On a related note, since you are already using Eclipse, you can ask Eclipse to generate a equals() and hashCode() implementation for you. ALT + SHIFT + S then h.

This worked great, I think, did not know it automates it like this.

But consider thinking about the enum approach which I mentioned for the reasons already stated above.

For the JUnit test, they give you the start of the tests, but not sure how to develop them further.

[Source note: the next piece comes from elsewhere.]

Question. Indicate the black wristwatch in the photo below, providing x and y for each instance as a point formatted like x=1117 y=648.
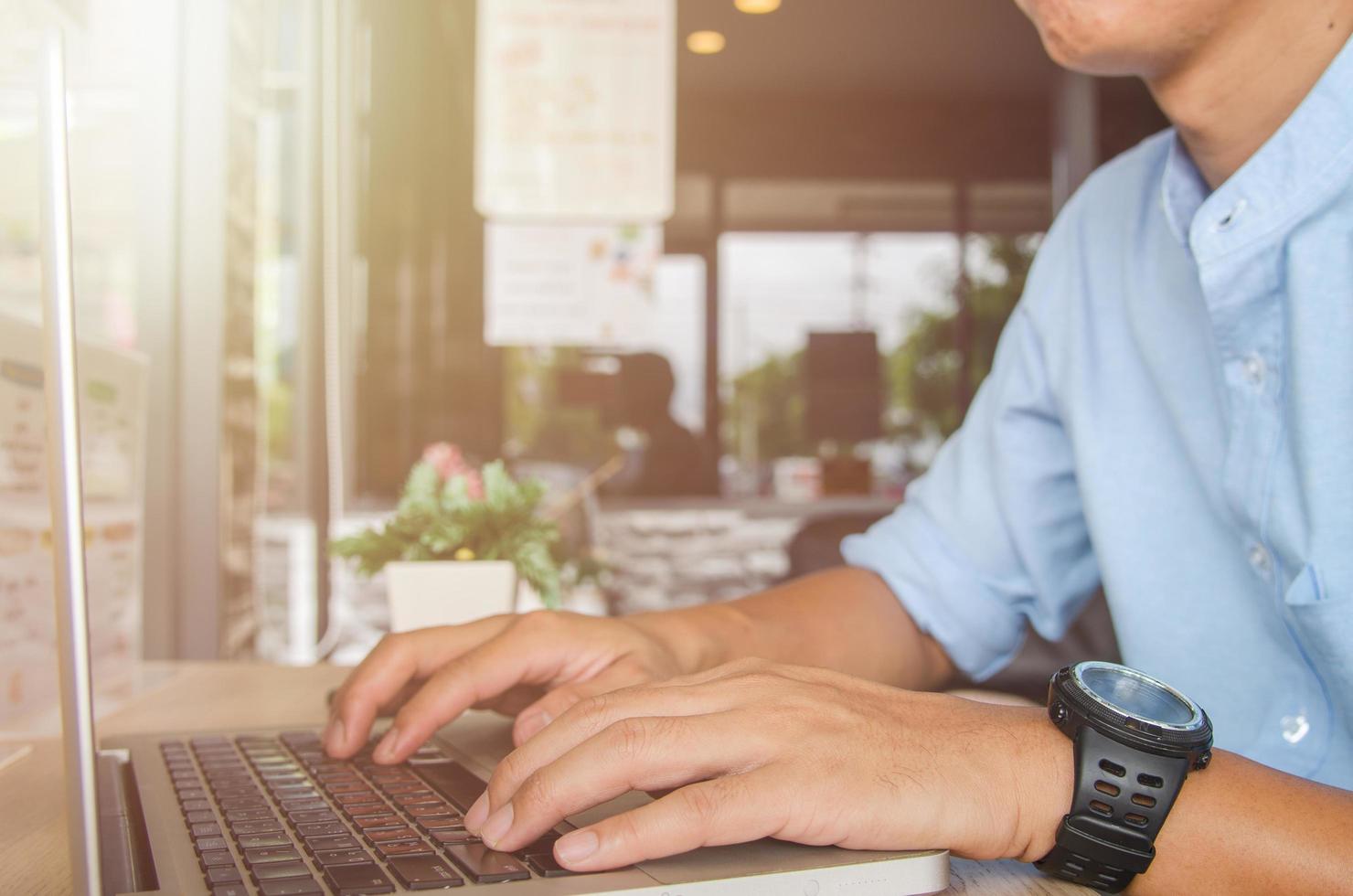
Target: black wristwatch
x=1135 y=741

I tried to create a compareTo:

public int compareTo(Coin firstobj, Coin secondobj) {
		Coin first = (Coin) firstobj;
		Coin second = (Coin) secondobj;
		if(first.getValue()< second.getValue()) return -1;
		if(first.getValue()== second.getValue()) return 0;
		return 1;
	}

but Eclipse still wants to put on in with one argument.

like this:
@Override

public int compareTo(Coin that) {
    if (this.value != that.weight) return -1;
    else if (this.value == that.weight) return 0;
    return 1;
}

Edited 3 Years Ago by Nick Evan: Fixed formatting

@Override
    public int compareTo(Coin that) {
        if (this.value != that.weight) {
            return -1;
        } else if (this.value == that.weight) {
            return 0;
        } else {
            return 1;
        }        
    }

Edited 5 Years Ago by mKorbel: n/a

Previous 2 examples both wrong. Code can never return 1 as result. Line 3 should be <= not !=.
It would also be lot more realistic if it compared the same fields from this and that!

Oh, where's your sense of adventure, James? What's wrong with a compareTo that sometimes returns coin1>coin2>coin1, anyway? I think it adds a little spice to your coding.